Refuting Floodgate Arguments
The argument that recognizing the persecution of women in the asylum law would cause a massive flight of women to the United States is unfounded.
Canada promulgated gender guidelines in March 1993. Since then, there has been no increase in the number of women s asylum claims in Canada, despite that Canada provides a more hospitable country for asylees than the United States. Similarly, since the promulgation of the INS Gender Guidelines, no real increase has occurred in the number of women asylum claims in the United States. Asylees on the whole probably comprise the smallest group of immigrants.
Asylum is an individualized remedy. The size of the group being persecuted is irrelevant. The number of males fleeing political oppression during the Cold War, for example, was very large. Grants of asylum came relatively easily to these men, despite the large numbers of male dissidents living under oppressive regimes. Great numbers of similarly situated persons corroborate an asylum claim, rather than detract from it.
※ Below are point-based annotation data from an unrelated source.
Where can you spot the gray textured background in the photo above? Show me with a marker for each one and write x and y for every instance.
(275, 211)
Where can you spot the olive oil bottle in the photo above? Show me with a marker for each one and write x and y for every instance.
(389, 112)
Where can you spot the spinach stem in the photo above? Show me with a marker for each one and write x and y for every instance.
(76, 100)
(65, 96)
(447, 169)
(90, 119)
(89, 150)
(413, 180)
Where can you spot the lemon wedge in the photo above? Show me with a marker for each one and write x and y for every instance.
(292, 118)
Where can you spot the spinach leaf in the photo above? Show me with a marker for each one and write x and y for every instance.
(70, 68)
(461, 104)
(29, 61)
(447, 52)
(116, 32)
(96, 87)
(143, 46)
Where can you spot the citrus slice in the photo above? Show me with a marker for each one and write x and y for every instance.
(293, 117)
The requirements of U.S. asylum law are stringent. Contrary to misperceptions about asylum, one cannot simply walk into the INS and say I want asylum. Asylees must prove, among other things, a well-founded fear of persecution, or severe past persecution, on account of membership in a particular social group, or on account of political opinion, race, nationality, or religion. The INS has reviewed women s cases rigorously.
The overwhelming majority of women around the world cannot flee their regions of persecution. Many women are unable or unwilling to depart from their country, while others may not feel that they have been persecuted. Those able to flee may seek lawful immigration through employment or family ties. When the stringent requirements for asylum are examined in the context of the extremely sensitive nature of a woman s claim, women will likely view asylum as a last resort and claim asylum only if they have a well-founded claim and are serious about it. This is particularly so when experienced counsel is involved.
Arguments that women may obtain asylum through fraud are demeaning and inappropriate. Why should a higher standard be applied to women? Why are women more dishonest than men? It is impossible to fake physical trauma such as a genital mutilation. The INS has stringent standards and procedures designed to discover fraud in any claim before it, regardless of whether it is for asylum or for a visa for a renowned scientist. These standards should be applied fairly to all applicants regardless of their status in life.
America is an immigrant nation. Recognizing the plight of immigrant women is just one chapter in our long history of promoting the freedom and dignity of the individual. There is nothing more American than this. I can think of no better way to celebrate our American values than to hear the pleas of women facing persecution.